Cash is king! they say, but cash tied up or behind penalties and taxes is useless and expensive. You need to have liquid access to money in order to live your life, make major purchases or act on a good investment opportunity. Here's the problem, since 2007 banks have been paying next to nothing in interest. Right now I have a savings account that pays 1/10th of a percent interest.
To buy the liquidity we want and need, we pay for it with low interest rates. This is why so many people are taking on the risk of the stock market when they have no business being invested. They know they need to beat inflation and they want liquidity, but it comes with a risk. Don't believe me, let history be your teacher. The market gives and the market takes, and when she takes, she takes a lot.

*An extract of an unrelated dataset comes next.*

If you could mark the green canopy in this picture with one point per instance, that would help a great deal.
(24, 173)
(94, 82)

These are just 3 of the major hurdles people need to clear to be able to retire. Imagine if you could wave a magic wand and eliminate taxes, wave it again and you eliminate ever losing money in your account. Wave it again and wish for your money to grow and compound every year. Lastly, you wish to actually be able to access the money in this magical account you've invented. Well you can, with a properly designed life insurance plan. When built the right way, these contracts become like a swiss army knife.
With the right plan, you can legally avoid taxes, never lose money and actually have it grow every single year and you can access the money as you need it. Plus, you still earn on your money while you are using it and you have a large tax-free death benefit in case you pass away prematurely.
Most people aren't great savers, but they are better savers than they are investors. What most people need is a company that can help them clear these retirement blocking hurdles. A group that will successfully grow your money every year while still giving you access to use that money however you please. These accounts may sound too good to be true, but they are true and when designed properly, can give you the retirement of your dreams and the protection your family needs at the same time.